First Drawing of what I wanted to make, and the rough size. However after looking further at it we could not make a pointed tip, and instead went for a bullet tip.
) The second draft idea, churning out more of a concrete idea of what I wanted it to look like. ) The Third and last draw up, with more concrete measurements and drawings.
PROCESSES & PHOTOS
(Foam sword)
I borrowed left-over cut up foam from the Creative Design room, and cut them into the shape and sizes I felt were close to what I wanted. I even measured and found that it was what my drawing had said. It was blocky and not straight, but a good start. If I did this again, I’d practice cutting out straighter lines on the bandsaw (which is what I used to cut the foam). I also used masking tape to put all the foam together, and hold it together.
(Tracing)
I traced the parts of the foam sword that were going to be individual pieces out and cut them on brown paper using a pencil, an x-acto knife, and a cutting board. I also had to cut out what the blade would have looked like from the side. I traced out the hand guard on the side, but never ended up adding it.

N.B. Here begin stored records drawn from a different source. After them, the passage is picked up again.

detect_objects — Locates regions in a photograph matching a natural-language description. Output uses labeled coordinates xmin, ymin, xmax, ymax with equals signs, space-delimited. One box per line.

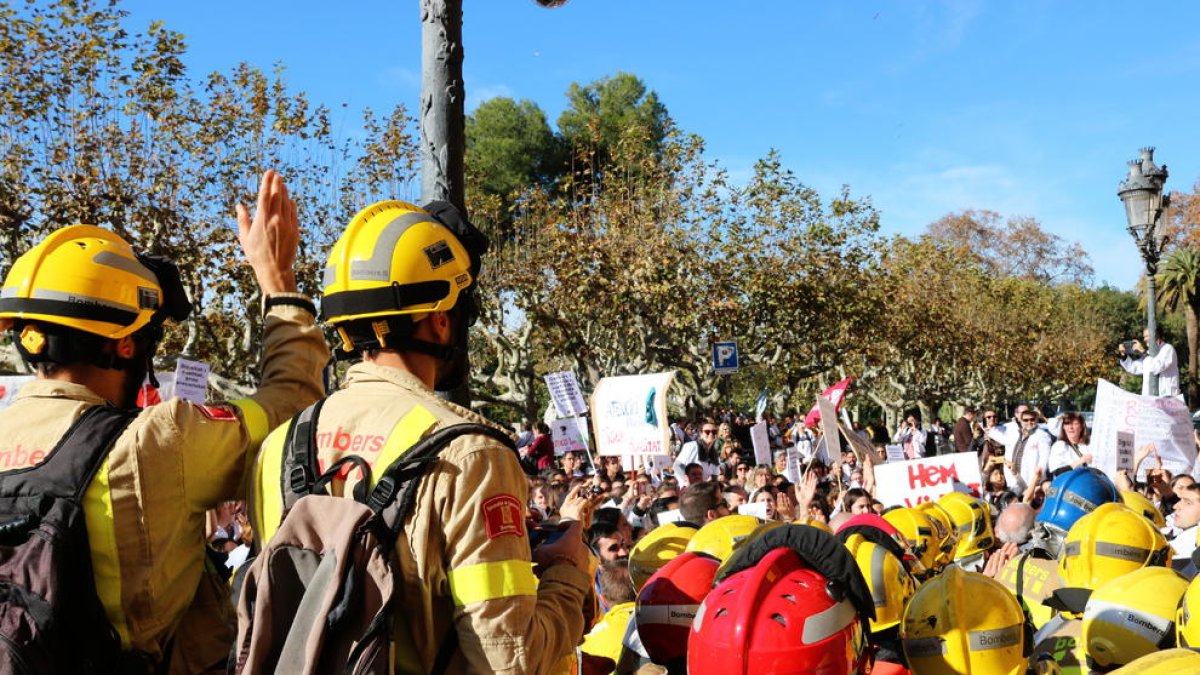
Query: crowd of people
xmin=0 ymin=165 xmax=1200 ymax=675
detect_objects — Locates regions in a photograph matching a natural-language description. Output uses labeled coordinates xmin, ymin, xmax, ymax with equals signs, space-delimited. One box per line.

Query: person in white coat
xmin=1118 ymin=330 xmax=1180 ymax=396
xmin=988 ymin=404 xmax=1054 ymax=494
xmin=674 ymin=419 xmax=721 ymax=485
xmin=1049 ymin=412 xmax=1092 ymax=474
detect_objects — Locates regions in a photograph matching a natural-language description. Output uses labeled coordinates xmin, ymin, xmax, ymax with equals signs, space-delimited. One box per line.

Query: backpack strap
xmin=366 ymin=423 xmax=517 ymax=538
xmin=280 ymin=399 xmax=326 ymax=513
xmin=0 ymin=405 xmax=139 ymax=502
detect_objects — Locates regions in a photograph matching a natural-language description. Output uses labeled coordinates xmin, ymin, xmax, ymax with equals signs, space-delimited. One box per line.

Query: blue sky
xmin=117 ymin=0 xmax=1200 ymax=288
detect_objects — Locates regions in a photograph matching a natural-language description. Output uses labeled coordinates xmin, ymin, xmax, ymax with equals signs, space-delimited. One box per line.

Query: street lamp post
xmin=1117 ymin=148 xmax=1170 ymax=396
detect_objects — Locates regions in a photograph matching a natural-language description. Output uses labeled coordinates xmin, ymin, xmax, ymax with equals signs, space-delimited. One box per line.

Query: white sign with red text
xmin=875 ymin=453 xmax=982 ymax=507
xmin=550 ymin=417 xmax=588 ymax=455
xmin=1087 ymin=380 xmax=1196 ymax=477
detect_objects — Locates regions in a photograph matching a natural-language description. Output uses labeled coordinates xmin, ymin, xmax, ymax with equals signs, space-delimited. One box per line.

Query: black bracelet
xmin=263 ymin=295 xmax=317 ymax=317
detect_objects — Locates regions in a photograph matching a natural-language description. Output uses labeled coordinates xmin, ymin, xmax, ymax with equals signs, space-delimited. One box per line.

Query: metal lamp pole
xmin=1117 ymin=148 xmax=1170 ymax=396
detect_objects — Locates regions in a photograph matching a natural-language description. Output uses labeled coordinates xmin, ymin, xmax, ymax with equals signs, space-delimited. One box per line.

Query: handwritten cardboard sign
xmin=1087 ymin=380 xmax=1196 ymax=478
xmin=875 ymin=453 xmax=983 ymax=507
xmin=592 ymin=370 xmax=674 ymax=464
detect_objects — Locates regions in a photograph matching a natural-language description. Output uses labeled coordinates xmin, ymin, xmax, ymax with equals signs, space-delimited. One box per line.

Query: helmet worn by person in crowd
xmin=688 ymin=525 xmax=875 ymax=675
xmin=0 ymin=225 xmax=192 ymax=367
xmin=1082 ymin=564 xmax=1188 ymax=668
xmin=634 ymin=551 xmax=720 ymax=665
xmin=1058 ymin=502 xmax=1171 ymax=591
xmin=1121 ymin=490 xmax=1166 ymax=530
xmin=320 ymin=201 xmax=487 ymax=389
xmin=900 ymin=566 xmax=1033 ymax=675
xmin=916 ymin=502 xmax=959 ymax=569
xmin=1110 ymin=647 xmax=1200 ymax=675
xmin=1034 ymin=466 xmax=1121 ymax=532
xmin=846 ymin=534 xmax=917 ymax=633
xmin=937 ymin=491 xmax=995 ymax=560
xmin=838 ymin=513 xmax=928 ymax=577
xmin=629 ymin=522 xmax=696 ymax=590
xmin=1175 ymin=569 xmax=1200 ymax=643
xmin=686 ymin=514 xmax=763 ymax=562
xmin=883 ymin=507 xmax=942 ymax=573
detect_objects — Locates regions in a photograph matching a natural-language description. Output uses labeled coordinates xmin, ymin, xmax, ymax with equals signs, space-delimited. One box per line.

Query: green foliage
xmin=467 ymin=97 xmax=566 ymax=241
xmin=0 ymin=0 xmax=415 ymax=382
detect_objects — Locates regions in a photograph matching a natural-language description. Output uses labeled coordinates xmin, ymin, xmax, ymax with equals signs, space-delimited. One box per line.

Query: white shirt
xmin=1048 ymin=441 xmax=1087 ymax=473
xmin=1121 ymin=342 xmax=1180 ymax=396
xmin=988 ymin=422 xmax=1054 ymax=495
xmin=1171 ymin=525 xmax=1196 ymax=558
xmin=895 ymin=428 xmax=925 ymax=459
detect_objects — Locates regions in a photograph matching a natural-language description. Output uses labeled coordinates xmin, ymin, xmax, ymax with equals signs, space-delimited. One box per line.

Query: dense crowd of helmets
xmin=593 ymin=467 xmax=1200 ymax=675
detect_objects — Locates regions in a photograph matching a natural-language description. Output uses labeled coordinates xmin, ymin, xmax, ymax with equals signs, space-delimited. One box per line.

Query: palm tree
xmin=1156 ymin=247 xmax=1200 ymax=405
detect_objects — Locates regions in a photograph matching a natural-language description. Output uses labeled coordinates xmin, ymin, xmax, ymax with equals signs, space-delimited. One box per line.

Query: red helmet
xmin=634 ymin=551 xmax=721 ymax=665
xmin=688 ymin=548 xmax=870 ymax=675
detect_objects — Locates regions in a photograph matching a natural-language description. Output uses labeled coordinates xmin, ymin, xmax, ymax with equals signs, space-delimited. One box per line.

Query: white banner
xmin=592 ymin=370 xmax=674 ymax=464
xmin=542 ymin=370 xmax=588 ymax=417
xmin=172 ymin=359 xmax=209 ymax=406
xmin=1087 ymin=380 xmax=1196 ymax=478
xmin=875 ymin=453 xmax=982 ymax=507
xmin=750 ymin=422 xmax=772 ymax=466
xmin=550 ymin=417 xmax=588 ymax=455
xmin=0 ymin=375 xmax=35 ymax=410
xmin=817 ymin=396 xmax=841 ymax=464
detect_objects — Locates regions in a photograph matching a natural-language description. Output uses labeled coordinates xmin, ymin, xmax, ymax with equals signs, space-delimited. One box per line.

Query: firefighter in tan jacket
xmin=252 ymin=196 xmax=590 ymax=673
xmin=0 ymin=172 xmax=329 ymax=673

(Planeing & Tracing – Not Shown)
I planed down the 40in of Bass Wood from 2in to about 1in, so that could be the starting width, that way when I traced the paper, I could immediately begin forming the sword’s blade and tang.
(Cutting on Bandsaw – Not Shown)
I cut out the outline on the bandsaw, and straightened the edges and curves using the disc sander.
(Wood – Final after Cutting on Bandsaw and some disc sanding.)
(Hand Planing)
I used the hand planer, which I’d never touched before, but have always been fascinated with because of the thin length of wood that comes out in long strips if done correctly. I’ve seen youtube videos of people in contests planing thin and long strips of wood, and it always amazed me with it’s handicrafting. I hand planed the sword so that it had more of an edge to it so that it no longer looked like a paddle.
(Shown, with edges being more sharpened and less block-like, being clamped to the table so that it does not slip while being hand-planed)
(Handle & Pommel – Not Shown)
Used the lathe to shape the handle and pommel to shape.
(Hand Guard & Finger Guard – Not Shown)
Use metal to shape/curve and then solder to be part of the guards.
Self Evaluation:
I think that I did well, and I’m very proud of what I made and how I made it. In the future, I’d like the sword’s blade to be less bulky, probably more thin and narrower towards the edge. I also was sort of unsure how I felt about the curved part before the handguard, into the handle, but it is sort of growing on me. I liked the handle, and how it holds in my hand. It is much lighter than I expected,and though the pommel is not how I wanted it to be, I think it still looks nice. I never was able to make some small parts for the sword, but I know like it as is. I was never able to add the little indentation in the sword to give it more of an aesthetic edge, but I think due to the simplicity of the blade, it looks nice without it.
I also think when I drilled a hole into the tang, and handle, since they were both sort of crooked, it canceled out just fine and centered itself perfectly. If I could add more things, I would complete the finger guard by adding the little area up top to be connected in a circle as I had drawn it in my third and second drawing version. I also did not have spirals on my handle, but I think it was for the best, and I really like how the handle fits in my hand.